XmHTML Parser Description

Overview

This document describes XmHTML's HTML parser in detail and provides background information on the how and why of document verification and repair. It is targetted towards programmers that want to make full use of the parser and document callback resources as well as programmers that want to use the generated parser tree for different purposes.

XmHTML's HTML parser is fairly powerfull in that it is capable of repairing even the most terrible HTML documents as well as converting a non HTML 3.2 conforming document to a HTML 3.2 conforming one. The only reason for the existance of these document verification and repair capabilities is that XmHTML only works with fully balanced HTML documents. A balanced HTML document is a document in which each terminated HTML element has its opening and closing members at the same level.

Parser Tree

When a document is loaded into XmHTML, the parser translates this document to a doubly linked list of objects (referred to as the Parser Tree). Each object contains either a HTML element (and its attributes) or plain text.
typedef struct _XmHTMLObject{
	htmlEnum id;		/* ID for this element */
	String element;		/* element text */
	String attributes;	/* attributes for this element, if any */
	Boolean is_end;		/* true when this is a closing element */
	Boolean terminated;	/* true when element has a closing counterpart */
	int line;		/* line number for this element */
	struct _XmHTMLObject *next;
	struct _XmHTMLObject *prev;
}XmHTMLObject;
The id field of this structure describes the type of element. The table at the end of this document lists all elements that XmHTML knows of.

When id is HT_ZTEXT, the element field contains plain text as read from the document (character escape sequences not expanded). The attributes, is_end and terminated elements are meaningless.

In all other cases, the element field contains the element name and the attributes field contains possible attributes for this element. When an element is terminated (that is, has a closing counterpart), the terminated field will be True, and the is_end field indicates whether the current element is an opening or a closing one. Only unterminated or opening elements can have attributes.

The element and attributes fields are contained in the same memory buffer, where the latter is separated from the former by a NULL character.

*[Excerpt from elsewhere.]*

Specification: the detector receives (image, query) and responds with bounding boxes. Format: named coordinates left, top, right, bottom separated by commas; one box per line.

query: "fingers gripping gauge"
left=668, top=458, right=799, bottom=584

When freeing an object, freeing the element field will also free the attribute field.

The line field contains the line number in the source document where the element is located.

The objects field in the XmHTMLDocumentCallbackStruct contains the starting point of the parser tree.

Programmers that want to use the generated parser tree for different purposes might be interested in some of the XmHTML private functions for extracting attribute values and character escape sequence expansion.

Document Verification

Document Repair

XmNparserCallback

typedef struct
{
	int reason;		/* the reason the callback was called */
	XEvent *event;		/* always NULL for XmNparserCallback */
	int no;			/* total error count uptil now */
	int line_no;		/* input line number where error was detected */
	int start_pos;		/* absolute index where error starts */
	int end_pos;		/* absolute index where error ends */
	parserError error;	/* type of error */
	int action;		/* suggested correction action */
	String err_msg;		/* error message */
}XmHTMLParserCallbackStruct, *XmHTMLParserCallbackStructPtr;
This table lists all possible values for the action field, together with a short description of what the parser response will be.

Action Description
XmHTML_REMOVE offending element will be removed
XmHTML_INSERT insert missing element
XmHTML_SWITCH switch offending and expected element
XmHTML_KEEP keep offending element
XmHTML_IGNORE ignore, proceed as if nothing happened
XmHTML_TERMINATE terminate parser

Shown below are all possible values for the error field (default action is displayed in bold), allowed actions and the value of the err_msg field. When the action field is set to an action that is not allowed for an error, XmHTML will use the default action.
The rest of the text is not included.